Her proposal, which her former leader, Alex Salmond, recently touted heavily while on a Dublin visit as a model for the North (and even for London and Gibraltar), dovetails neatly with Irish interests in ensuring that our Border remains as permeable and soft as it has been. The difficult borders then become those between Scotland and England, and England/Wales and Ireland, while Ireland, North and South, and Scotland would retain free travel and trade between them.
Arguably the most profound qualitative change in the architecture of the EU in the last two decades, comparable in significance to its massive enlargement and the creation of the euro, is the embrace of a new method of construction: what has been variously known as “variable geometry” or in the 1997 Amsterdam treaty, a system of “enhanced co-operation”.
In essence, the idea that member-states can integrate at their own pace, picking and choosing the bits that they want, allowing the most enthusiastic to forge ahead as others catch up at their own speed. Or never catch up at all. The UK, for example, opted out of the euro, social policy (at one stage), Schengen, and justice co-operation, while Ireland maintains its reserve on defence.
The psychological shift in ending what was feeding integration gridlock was crucial, as The Economist wrote of the UK: "As one former minister puts it, the old policy was to drive in the fast lane but as slowly as possible, holding everybody else back.
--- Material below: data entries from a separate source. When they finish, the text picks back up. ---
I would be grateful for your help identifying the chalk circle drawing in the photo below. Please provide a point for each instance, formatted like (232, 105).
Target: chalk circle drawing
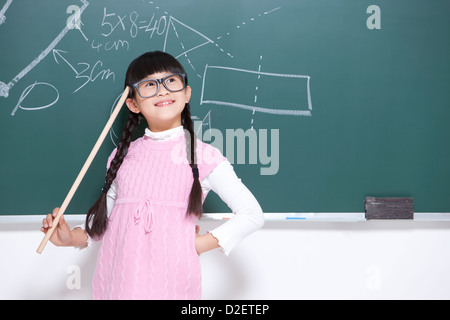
(218, 91)
(28, 90)
(5, 88)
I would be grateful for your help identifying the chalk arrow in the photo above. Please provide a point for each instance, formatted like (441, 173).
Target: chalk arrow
(58, 53)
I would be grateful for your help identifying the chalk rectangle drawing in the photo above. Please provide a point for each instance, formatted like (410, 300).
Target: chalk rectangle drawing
(272, 93)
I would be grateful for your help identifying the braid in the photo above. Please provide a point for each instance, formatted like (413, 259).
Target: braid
(195, 197)
(98, 213)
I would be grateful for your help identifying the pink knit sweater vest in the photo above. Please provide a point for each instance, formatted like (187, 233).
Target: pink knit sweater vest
(148, 250)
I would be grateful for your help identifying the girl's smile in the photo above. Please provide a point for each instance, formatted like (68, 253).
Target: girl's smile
(162, 111)
(164, 103)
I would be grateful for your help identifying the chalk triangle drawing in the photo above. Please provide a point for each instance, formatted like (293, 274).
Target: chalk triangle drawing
(182, 39)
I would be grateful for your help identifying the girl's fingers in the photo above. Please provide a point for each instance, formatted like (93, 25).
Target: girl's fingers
(49, 221)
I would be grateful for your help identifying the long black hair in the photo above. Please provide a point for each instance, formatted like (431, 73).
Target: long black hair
(140, 68)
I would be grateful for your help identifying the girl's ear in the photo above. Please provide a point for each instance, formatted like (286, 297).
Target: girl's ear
(131, 104)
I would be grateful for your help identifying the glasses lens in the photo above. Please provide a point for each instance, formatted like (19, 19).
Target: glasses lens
(174, 83)
(148, 88)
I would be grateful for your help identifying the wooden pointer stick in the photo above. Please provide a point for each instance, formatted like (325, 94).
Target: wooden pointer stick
(83, 171)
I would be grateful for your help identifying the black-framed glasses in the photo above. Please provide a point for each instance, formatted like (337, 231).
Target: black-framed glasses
(150, 88)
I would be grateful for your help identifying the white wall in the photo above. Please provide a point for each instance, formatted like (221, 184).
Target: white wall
(284, 260)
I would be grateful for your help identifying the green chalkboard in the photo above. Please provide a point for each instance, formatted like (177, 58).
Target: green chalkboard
(317, 103)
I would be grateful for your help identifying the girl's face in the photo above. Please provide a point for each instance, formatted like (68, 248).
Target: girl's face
(162, 111)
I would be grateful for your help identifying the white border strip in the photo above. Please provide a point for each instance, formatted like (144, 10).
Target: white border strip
(278, 217)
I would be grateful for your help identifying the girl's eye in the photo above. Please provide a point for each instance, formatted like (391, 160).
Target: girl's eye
(149, 84)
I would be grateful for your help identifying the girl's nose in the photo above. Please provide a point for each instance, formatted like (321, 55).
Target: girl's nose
(162, 90)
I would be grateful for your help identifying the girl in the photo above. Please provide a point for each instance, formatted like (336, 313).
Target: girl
(153, 194)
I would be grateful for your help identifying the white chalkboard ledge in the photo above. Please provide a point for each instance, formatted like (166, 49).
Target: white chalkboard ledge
(278, 217)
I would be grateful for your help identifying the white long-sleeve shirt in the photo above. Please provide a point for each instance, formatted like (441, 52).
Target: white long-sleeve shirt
(224, 182)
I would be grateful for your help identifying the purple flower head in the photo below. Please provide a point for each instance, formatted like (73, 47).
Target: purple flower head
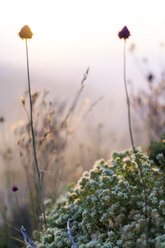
(14, 188)
(124, 33)
(150, 77)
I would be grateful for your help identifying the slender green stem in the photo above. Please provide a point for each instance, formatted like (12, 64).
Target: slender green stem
(33, 136)
(128, 100)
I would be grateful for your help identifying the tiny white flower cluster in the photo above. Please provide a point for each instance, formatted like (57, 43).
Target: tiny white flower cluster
(108, 207)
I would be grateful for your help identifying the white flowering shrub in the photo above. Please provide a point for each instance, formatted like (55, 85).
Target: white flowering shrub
(108, 208)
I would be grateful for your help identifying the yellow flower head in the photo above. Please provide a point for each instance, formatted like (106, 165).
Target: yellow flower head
(25, 32)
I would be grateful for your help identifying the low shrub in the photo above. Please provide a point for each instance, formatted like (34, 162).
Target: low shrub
(108, 208)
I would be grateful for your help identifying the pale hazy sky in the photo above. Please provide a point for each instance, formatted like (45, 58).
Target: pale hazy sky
(69, 36)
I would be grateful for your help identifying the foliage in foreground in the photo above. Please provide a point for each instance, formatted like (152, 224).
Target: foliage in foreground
(107, 207)
(157, 152)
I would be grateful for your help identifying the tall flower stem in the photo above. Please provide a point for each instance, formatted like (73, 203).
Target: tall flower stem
(128, 100)
(33, 137)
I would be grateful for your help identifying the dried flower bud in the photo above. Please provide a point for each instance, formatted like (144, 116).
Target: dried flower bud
(124, 33)
(14, 188)
(25, 32)
(2, 119)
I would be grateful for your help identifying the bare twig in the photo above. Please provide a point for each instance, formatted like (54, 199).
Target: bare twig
(70, 234)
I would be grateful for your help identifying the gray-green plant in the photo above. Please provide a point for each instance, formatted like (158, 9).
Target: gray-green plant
(107, 207)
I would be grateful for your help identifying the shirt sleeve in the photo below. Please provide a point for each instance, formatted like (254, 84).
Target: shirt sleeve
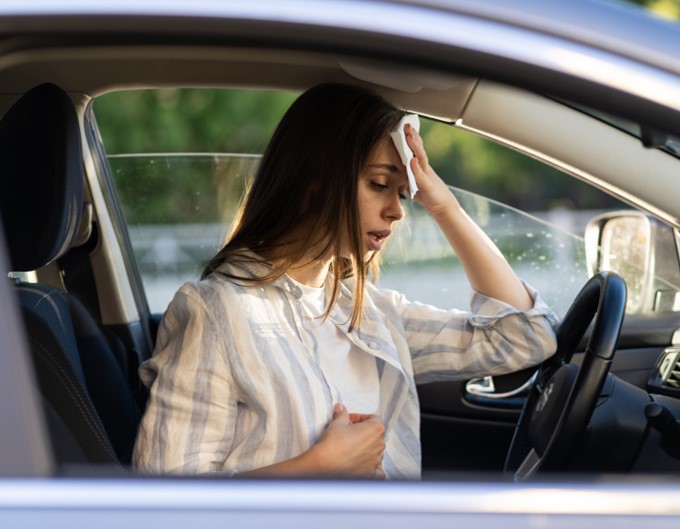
(493, 338)
(188, 426)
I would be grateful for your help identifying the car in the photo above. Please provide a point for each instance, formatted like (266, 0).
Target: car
(586, 90)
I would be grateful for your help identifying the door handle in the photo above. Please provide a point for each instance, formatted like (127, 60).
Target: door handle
(485, 388)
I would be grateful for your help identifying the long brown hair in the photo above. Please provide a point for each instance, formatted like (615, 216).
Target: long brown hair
(308, 177)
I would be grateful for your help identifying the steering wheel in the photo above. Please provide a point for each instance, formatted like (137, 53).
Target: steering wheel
(563, 397)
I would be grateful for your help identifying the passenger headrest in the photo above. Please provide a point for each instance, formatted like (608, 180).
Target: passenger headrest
(41, 177)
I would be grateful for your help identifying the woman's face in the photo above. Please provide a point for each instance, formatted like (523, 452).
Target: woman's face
(383, 184)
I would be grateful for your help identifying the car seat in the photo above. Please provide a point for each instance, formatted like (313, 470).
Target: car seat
(90, 409)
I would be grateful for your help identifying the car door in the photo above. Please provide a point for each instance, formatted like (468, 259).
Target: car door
(177, 207)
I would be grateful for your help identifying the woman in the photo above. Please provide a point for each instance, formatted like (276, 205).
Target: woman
(284, 359)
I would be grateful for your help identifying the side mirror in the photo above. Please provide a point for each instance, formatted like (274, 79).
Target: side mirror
(643, 251)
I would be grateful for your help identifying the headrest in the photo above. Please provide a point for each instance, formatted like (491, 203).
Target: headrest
(41, 177)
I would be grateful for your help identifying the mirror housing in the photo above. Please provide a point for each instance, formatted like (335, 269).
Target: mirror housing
(643, 251)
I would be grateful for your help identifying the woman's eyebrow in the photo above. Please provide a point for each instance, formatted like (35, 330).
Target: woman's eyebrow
(389, 166)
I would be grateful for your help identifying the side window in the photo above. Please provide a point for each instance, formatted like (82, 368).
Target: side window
(179, 205)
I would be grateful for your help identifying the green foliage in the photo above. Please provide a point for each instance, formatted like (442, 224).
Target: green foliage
(241, 121)
(189, 120)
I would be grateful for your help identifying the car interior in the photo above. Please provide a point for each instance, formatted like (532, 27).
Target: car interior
(87, 322)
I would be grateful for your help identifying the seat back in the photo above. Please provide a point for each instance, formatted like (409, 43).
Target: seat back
(88, 402)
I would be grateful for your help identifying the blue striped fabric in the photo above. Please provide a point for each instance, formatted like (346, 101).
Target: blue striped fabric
(235, 381)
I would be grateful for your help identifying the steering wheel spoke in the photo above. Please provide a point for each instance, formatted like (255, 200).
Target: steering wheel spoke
(563, 397)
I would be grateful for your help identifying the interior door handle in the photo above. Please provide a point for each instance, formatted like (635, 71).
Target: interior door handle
(485, 388)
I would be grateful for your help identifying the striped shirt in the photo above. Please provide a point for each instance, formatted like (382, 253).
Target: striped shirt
(236, 384)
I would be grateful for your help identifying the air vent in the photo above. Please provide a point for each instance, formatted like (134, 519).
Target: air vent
(665, 378)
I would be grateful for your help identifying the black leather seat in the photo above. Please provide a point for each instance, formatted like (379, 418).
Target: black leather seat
(89, 406)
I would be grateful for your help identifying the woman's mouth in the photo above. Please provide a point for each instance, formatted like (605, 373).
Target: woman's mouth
(376, 238)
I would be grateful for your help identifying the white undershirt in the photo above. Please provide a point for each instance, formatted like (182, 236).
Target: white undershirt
(352, 371)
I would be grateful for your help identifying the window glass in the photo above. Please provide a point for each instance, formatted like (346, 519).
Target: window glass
(179, 205)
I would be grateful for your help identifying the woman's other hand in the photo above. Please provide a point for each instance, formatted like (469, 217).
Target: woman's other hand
(352, 445)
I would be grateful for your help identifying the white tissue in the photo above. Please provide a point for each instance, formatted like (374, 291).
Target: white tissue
(405, 153)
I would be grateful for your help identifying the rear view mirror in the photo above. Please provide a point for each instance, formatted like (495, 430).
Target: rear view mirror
(643, 251)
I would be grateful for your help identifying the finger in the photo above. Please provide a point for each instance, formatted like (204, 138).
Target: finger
(358, 417)
(338, 410)
(415, 142)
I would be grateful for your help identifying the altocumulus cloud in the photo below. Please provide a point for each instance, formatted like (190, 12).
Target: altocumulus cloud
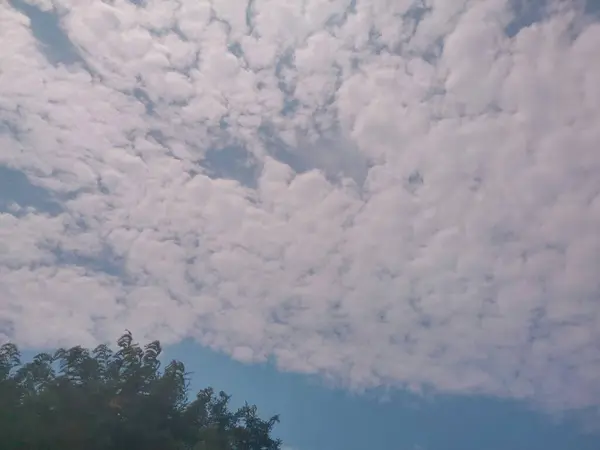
(386, 193)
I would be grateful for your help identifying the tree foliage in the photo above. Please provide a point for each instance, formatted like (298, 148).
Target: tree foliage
(105, 400)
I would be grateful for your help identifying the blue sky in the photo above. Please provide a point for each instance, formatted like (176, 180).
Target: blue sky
(370, 196)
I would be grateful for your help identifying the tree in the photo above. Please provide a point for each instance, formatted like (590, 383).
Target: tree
(105, 400)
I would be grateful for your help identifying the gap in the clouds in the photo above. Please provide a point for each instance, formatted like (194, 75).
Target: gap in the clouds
(316, 416)
(233, 162)
(18, 194)
(53, 41)
(105, 262)
(525, 14)
(330, 153)
(592, 7)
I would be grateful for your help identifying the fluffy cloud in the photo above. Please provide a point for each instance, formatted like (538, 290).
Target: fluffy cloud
(400, 192)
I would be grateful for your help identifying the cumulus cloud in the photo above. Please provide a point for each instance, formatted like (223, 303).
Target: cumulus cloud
(387, 193)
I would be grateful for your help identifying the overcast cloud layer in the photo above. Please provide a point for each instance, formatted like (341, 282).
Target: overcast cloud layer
(386, 192)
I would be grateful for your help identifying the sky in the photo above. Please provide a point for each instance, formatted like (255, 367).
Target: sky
(379, 218)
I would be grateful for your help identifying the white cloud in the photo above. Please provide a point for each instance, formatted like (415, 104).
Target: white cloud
(459, 250)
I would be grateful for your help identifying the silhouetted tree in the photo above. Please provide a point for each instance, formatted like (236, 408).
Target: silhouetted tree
(103, 400)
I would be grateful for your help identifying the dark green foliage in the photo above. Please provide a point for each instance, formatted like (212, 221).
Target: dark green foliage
(103, 400)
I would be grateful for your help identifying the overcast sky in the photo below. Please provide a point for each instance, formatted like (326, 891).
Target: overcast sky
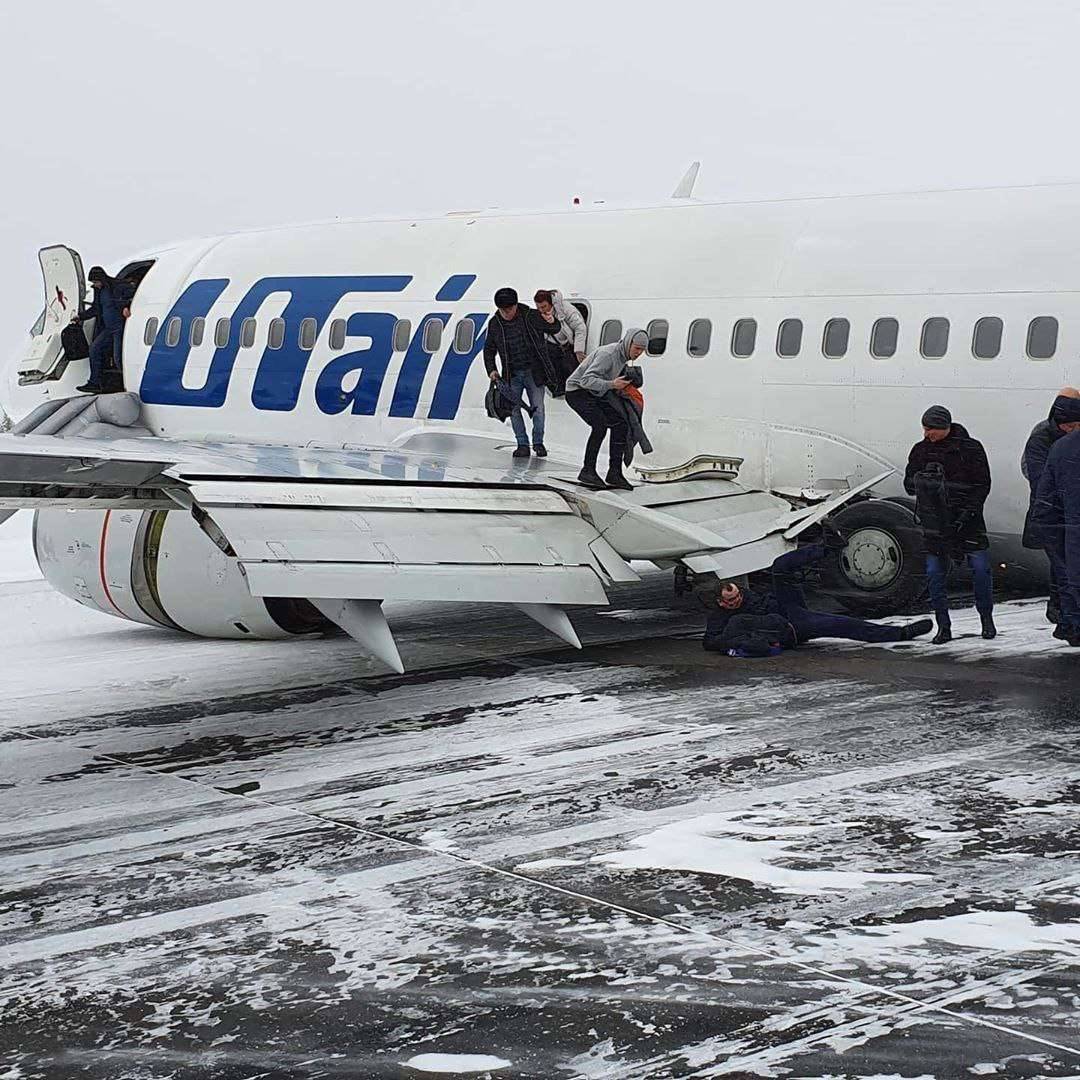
(129, 123)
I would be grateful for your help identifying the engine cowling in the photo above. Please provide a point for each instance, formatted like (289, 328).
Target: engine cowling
(158, 567)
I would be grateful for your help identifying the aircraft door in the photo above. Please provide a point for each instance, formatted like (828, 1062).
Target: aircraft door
(65, 286)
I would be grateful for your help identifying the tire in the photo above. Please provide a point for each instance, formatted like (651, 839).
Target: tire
(882, 569)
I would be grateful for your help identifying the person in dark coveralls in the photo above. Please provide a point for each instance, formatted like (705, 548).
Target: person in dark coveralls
(1054, 524)
(1064, 418)
(586, 393)
(515, 334)
(949, 476)
(746, 623)
(109, 309)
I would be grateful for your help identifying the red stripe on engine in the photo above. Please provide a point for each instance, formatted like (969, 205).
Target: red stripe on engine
(100, 563)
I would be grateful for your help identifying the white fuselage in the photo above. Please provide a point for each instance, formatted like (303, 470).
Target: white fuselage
(801, 421)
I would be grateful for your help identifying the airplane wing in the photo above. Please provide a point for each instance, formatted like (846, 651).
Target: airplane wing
(442, 517)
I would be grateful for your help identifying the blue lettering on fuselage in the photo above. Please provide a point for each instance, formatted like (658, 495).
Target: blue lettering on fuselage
(279, 376)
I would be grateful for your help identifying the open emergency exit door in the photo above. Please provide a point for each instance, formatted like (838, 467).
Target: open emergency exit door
(65, 286)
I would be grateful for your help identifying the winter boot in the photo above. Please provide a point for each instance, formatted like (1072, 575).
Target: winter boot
(591, 477)
(916, 629)
(944, 630)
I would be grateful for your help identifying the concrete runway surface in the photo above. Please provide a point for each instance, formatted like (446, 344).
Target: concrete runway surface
(241, 860)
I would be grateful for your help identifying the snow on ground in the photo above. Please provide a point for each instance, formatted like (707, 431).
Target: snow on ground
(16, 549)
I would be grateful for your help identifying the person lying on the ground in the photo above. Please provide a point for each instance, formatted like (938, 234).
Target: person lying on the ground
(760, 624)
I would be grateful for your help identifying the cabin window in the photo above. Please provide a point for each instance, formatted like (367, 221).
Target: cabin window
(700, 337)
(658, 337)
(834, 343)
(744, 337)
(611, 331)
(337, 335)
(275, 334)
(883, 338)
(986, 340)
(790, 337)
(464, 335)
(1042, 337)
(432, 335)
(933, 342)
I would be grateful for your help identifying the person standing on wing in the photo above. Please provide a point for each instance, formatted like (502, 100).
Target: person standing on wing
(949, 476)
(585, 390)
(1064, 418)
(515, 334)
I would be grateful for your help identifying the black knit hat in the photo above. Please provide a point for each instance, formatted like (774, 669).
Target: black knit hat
(937, 417)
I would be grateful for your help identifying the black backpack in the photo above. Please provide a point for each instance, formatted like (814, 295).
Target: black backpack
(75, 342)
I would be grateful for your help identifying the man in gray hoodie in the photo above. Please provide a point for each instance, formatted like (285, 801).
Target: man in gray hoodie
(585, 390)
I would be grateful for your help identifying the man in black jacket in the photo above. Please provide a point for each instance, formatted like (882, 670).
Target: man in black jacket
(515, 334)
(949, 476)
(745, 623)
(1064, 418)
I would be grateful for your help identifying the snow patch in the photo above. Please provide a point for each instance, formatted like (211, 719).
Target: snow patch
(738, 846)
(456, 1064)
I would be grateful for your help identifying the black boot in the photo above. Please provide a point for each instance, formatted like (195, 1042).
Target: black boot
(916, 629)
(591, 477)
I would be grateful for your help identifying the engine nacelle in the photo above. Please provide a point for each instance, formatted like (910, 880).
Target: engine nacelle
(158, 567)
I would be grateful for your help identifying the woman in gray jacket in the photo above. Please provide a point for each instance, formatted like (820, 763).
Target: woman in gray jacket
(585, 390)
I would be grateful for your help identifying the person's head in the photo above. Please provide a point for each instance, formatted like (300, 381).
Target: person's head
(1066, 410)
(505, 300)
(730, 596)
(936, 423)
(634, 342)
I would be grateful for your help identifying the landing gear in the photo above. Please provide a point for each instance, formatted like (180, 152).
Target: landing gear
(882, 568)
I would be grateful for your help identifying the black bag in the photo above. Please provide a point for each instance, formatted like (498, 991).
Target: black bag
(75, 342)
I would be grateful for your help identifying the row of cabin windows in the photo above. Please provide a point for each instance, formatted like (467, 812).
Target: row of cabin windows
(463, 335)
(885, 336)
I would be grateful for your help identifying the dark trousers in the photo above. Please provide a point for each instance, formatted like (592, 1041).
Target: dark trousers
(809, 624)
(937, 576)
(602, 418)
(106, 343)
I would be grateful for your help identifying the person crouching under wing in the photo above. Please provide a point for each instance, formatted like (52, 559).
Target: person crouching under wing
(745, 623)
(589, 392)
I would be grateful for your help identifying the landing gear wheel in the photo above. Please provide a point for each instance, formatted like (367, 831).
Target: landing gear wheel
(882, 569)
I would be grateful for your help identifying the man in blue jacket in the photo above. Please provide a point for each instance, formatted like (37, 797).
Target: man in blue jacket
(109, 308)
(1064, 417)
(1054, 524)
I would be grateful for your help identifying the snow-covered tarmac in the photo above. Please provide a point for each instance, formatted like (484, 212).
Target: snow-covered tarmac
(239, 860)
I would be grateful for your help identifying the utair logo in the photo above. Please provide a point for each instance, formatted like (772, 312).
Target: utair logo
(279, 375)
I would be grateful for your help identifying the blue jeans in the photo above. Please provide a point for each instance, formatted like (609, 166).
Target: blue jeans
(809, 624)
(106, 343)
(527, 387)
(937, 574)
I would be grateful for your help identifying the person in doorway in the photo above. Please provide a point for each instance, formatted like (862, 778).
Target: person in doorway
(109, 308)
(1064, 418)
(586, 391)
(745, 623)
(949, 476)
(516, 341)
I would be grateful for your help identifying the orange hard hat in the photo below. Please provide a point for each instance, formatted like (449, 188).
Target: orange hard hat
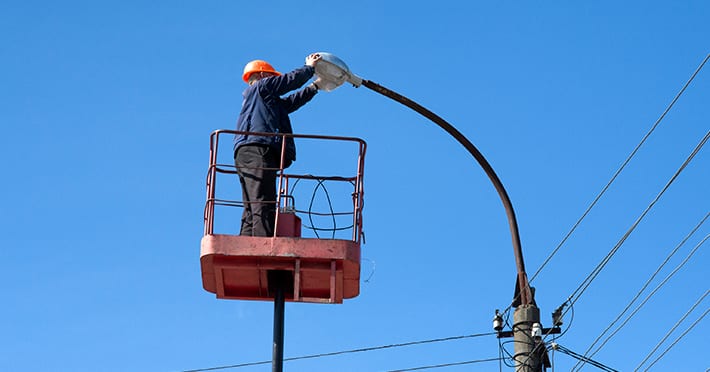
(257, 65)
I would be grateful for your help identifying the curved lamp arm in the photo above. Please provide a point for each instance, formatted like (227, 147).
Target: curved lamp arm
(525, 294)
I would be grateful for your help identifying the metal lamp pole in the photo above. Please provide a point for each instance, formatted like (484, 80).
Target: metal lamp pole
(527, 315)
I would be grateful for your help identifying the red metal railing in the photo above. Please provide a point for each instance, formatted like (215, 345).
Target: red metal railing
(283, 201)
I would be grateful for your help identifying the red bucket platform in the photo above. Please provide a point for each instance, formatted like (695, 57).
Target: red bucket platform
(317, 270)
(324, 270)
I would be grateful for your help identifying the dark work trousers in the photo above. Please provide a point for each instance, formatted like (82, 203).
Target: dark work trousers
(257, 166)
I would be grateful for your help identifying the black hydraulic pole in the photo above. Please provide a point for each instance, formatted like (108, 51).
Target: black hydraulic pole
(278, 355)
(278, 285)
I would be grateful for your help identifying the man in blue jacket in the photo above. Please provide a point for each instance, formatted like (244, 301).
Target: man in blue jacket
(258, 158)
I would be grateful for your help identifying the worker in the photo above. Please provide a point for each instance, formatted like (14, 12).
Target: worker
(258, 158)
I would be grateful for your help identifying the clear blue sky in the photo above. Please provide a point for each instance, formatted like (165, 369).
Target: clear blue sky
(106, 109)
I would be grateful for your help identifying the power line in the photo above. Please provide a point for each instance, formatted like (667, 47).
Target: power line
(616, 174)
(558, 347)
(643, 288)
(671, 331)
(447, 365)
(585, 284)
(618, 171)
(587, 281)
(687, 258)
(347, 351)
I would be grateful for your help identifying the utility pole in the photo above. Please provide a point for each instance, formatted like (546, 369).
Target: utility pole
(530, 353)
(526, 318)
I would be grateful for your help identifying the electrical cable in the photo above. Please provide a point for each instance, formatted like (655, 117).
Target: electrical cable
(623, 165)
(571, 353)
(692, 252)
(446, 365)
(671, 331)
(677, 339)
(314, 356)
(616, 174)
(587, 281)
(590, 278)
(643, 288)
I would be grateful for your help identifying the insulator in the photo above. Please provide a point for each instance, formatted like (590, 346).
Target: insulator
(497, 322)
(536, 330)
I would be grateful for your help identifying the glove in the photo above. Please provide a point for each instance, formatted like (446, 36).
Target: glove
(312, 59)
(318, 84)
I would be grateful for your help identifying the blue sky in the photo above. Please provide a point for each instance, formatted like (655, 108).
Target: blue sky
(106, 110)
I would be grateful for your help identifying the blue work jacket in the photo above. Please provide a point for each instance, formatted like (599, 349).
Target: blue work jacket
(264, 110)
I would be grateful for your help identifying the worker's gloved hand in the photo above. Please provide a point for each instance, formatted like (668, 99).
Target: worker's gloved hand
(312, 59)
(319, 84)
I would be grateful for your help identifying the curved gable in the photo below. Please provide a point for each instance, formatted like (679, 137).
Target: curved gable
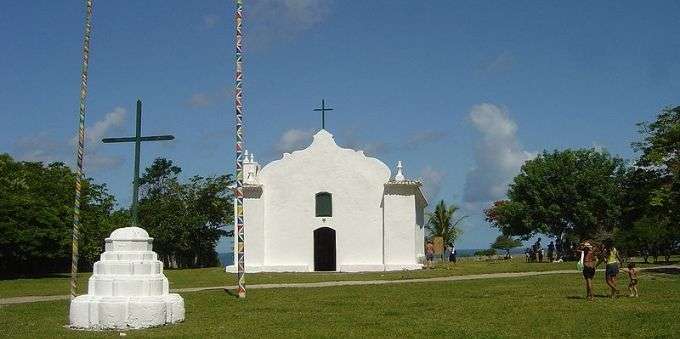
(323, 157)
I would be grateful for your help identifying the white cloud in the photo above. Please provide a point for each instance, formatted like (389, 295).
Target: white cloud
(422, 138)
(210, 20)
(293, 139)
(498, 156)
(432, 180)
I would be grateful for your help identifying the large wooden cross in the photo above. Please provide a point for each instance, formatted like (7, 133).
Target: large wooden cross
(323, 110)
(137, 139)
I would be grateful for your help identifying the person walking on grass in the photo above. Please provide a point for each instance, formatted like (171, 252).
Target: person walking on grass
(429, 254)
(588, 261)
(452, 255)
(612, 267)
(633, 277)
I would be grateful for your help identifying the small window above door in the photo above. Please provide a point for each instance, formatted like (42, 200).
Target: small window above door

Now the [UK]government is happy to pull over and let the others accelerate away, especially if that is deemed necessary to shore up the euro."
Multiple forms
Externally the union developed multiple forms of association, from complete access to the single market and the “four freedom” for Efta states, to bilateral agreements that set out a path to eventual EU membership with a gradual harmonisation of rules, or to simple classic trade agreements. The formal line between various forms of membership and various forms of non-membership is a place at the European Council’s decision-making table.
But even that distinction is blurred. Norway, for example, negotiates with the EU through Efta on how it should amend its laws to conform with the single market. Rules are not simply handed down from Brussels. And it pays in to the EU budget on a scale comparable to member states – its annual access-to-the-single-market bill currently runs to 86 per cent of the UK per capita net contribution.
The EU’s variable geometry consists in a wide and expanding range of types of membership and external association, and encompasses a wide range of decision-making/negotiating regimes that devolve authority to member states, citizens (through “subsidiarity” principles enshrined in treaties), and to sub-state entities like regions, which play a part in a system of shared responsibility in administering their own EU-funded grants.
Recognition of the importance of distinct regional development and self-government is hardwired into the EU architecture, a counterbalance to Brussels and nation-state decision-making hegemony; very much part of the broader notion of variable geometry. So, in principle, the idea of a variegated Brexit in which Brexiting regions go their own separate way to retain closer ties should not be problematic. Nor indeed the idea of regions, as opposed to states, joining Efta, although not yet provided for in its convention.
This, complex as it may be, after all, is the shape of the future EU.